Antwoord : Het probleem van "letterlijk" lezen van verhalende (aggadische) bijbelteksten bestond in de tijd van Jezus helemaal niet in het jodendom. Er zijn dus ook geen discussies aan gewijd. Verhalen waren de vorm waarin men zijn religieuze, filosofische en politieke gedachten verwoordde. Hoe men verhalen las kunnen we alleen impliciet aan de weet komen, door na te gaan hoe met bijbelverhalen werd omgegaan, hoe zij werden gebruikt in eigen werk en hoe zij werden herverteld met oog op eigen doelen. En dat was heel verschillend bij allerlei verschillende schrijvers.
Al in de Bijbel zelf zie je dat de schrijver van de Kronieken-boeken zeer vrij omgaat met het materiaal uit de boeken Samuel en Koningen. Zijn hervertelling van verhalen van vóór de Babylonische ballingschap is helemaal gericht op de situatie van de joden na de ballingschap. Lukas heeft het materiaal van Markus en Matteüs zeer vrij gebruikt om zijn eigen messiaanse strategie uiteen te zetten, die op tal van punten afwijkt van die van Markus en Matteüs (zie mijn boek Lukas versus Matteüs).
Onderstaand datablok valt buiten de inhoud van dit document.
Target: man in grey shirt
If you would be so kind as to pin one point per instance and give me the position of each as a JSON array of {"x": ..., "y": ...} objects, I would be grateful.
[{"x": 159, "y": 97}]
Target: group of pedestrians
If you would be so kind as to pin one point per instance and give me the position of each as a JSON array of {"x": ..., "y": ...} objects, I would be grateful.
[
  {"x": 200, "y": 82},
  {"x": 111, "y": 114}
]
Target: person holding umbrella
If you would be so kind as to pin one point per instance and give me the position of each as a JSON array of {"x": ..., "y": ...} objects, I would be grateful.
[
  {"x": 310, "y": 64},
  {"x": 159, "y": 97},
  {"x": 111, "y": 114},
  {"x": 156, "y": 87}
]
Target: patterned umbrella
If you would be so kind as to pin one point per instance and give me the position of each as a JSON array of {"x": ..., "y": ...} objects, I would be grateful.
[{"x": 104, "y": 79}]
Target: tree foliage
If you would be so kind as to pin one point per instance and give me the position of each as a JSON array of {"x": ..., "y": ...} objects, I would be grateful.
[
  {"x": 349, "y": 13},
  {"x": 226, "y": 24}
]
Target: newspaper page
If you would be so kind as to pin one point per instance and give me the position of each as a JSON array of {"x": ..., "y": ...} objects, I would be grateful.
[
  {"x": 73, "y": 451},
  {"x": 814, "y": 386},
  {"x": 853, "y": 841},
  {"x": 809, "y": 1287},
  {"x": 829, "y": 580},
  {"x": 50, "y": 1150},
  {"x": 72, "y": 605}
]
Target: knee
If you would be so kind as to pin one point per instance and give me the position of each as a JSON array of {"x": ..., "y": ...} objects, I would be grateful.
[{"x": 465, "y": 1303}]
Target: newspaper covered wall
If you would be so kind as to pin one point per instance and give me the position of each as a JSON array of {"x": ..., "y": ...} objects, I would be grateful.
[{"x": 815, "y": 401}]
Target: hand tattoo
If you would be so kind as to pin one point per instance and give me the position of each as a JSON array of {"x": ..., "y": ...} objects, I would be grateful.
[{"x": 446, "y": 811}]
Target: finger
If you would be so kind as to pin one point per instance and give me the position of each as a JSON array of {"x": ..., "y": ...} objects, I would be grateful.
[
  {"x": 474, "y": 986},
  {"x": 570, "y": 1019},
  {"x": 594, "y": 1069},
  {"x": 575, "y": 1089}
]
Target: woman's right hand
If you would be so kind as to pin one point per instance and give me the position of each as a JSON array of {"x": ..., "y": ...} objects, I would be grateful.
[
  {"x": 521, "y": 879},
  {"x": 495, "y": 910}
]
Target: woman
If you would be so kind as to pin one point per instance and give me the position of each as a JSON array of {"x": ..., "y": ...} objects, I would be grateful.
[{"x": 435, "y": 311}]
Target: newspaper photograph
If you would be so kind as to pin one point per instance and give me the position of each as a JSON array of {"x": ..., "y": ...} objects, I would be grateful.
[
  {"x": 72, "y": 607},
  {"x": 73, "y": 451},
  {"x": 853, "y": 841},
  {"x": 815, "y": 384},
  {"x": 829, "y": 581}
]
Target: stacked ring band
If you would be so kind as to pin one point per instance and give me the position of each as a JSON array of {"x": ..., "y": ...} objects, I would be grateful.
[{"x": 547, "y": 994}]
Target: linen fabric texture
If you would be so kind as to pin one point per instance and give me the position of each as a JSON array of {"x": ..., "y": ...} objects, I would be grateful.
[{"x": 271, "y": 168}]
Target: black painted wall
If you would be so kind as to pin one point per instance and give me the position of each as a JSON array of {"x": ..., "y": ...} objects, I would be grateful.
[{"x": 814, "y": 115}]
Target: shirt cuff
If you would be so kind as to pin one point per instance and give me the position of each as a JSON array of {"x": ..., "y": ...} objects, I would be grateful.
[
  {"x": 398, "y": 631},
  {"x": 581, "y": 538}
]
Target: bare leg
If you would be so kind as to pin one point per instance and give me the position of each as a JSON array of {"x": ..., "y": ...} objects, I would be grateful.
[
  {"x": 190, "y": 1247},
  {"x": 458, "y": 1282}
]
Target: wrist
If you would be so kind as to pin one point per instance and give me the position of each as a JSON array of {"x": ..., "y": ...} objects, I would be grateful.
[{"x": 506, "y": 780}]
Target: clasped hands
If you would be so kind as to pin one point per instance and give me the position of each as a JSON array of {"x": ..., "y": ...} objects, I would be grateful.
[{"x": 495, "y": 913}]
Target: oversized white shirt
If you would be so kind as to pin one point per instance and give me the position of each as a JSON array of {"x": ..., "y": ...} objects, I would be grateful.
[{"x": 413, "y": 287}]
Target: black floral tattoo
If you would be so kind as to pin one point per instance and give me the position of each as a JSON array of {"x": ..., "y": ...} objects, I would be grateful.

Maar Philo van Alexandrië gebruikte de verhalen uit de Tora om langs allegorische weg zijn joods-platoonse religie-filosofie uiteen te zetten. Daarentegen herschreef de auteur van de Bijbelse geschiedenis van Pseudo-Philo de bijbelse verhalen op en wijze die ik als een "zelotische midrasj" heb geduid. Ze lazen bijbelse verhalen dus niet als letterlijk gebeurde historie, maar als inspiratiebron voor hun eigen visie op de wereld en op hun eigen tijd..
Anders is dat met joods-wettelijke (halachische) bijbelteksten: de mitswot (de geboden en verboden). Daarvan geldt in het rabbijnse jodendom dat geen enkel voorschrift ontkomt aan zijn letterlijke betekenis. Wat iets anders is dan de mitswah letterlijk opvolgen (sommige zijn niet eens meer letterlijk op te volgen). Dat is een zaak van rabbijnse jurisprudentie. Maar daar ging je vraag niet over.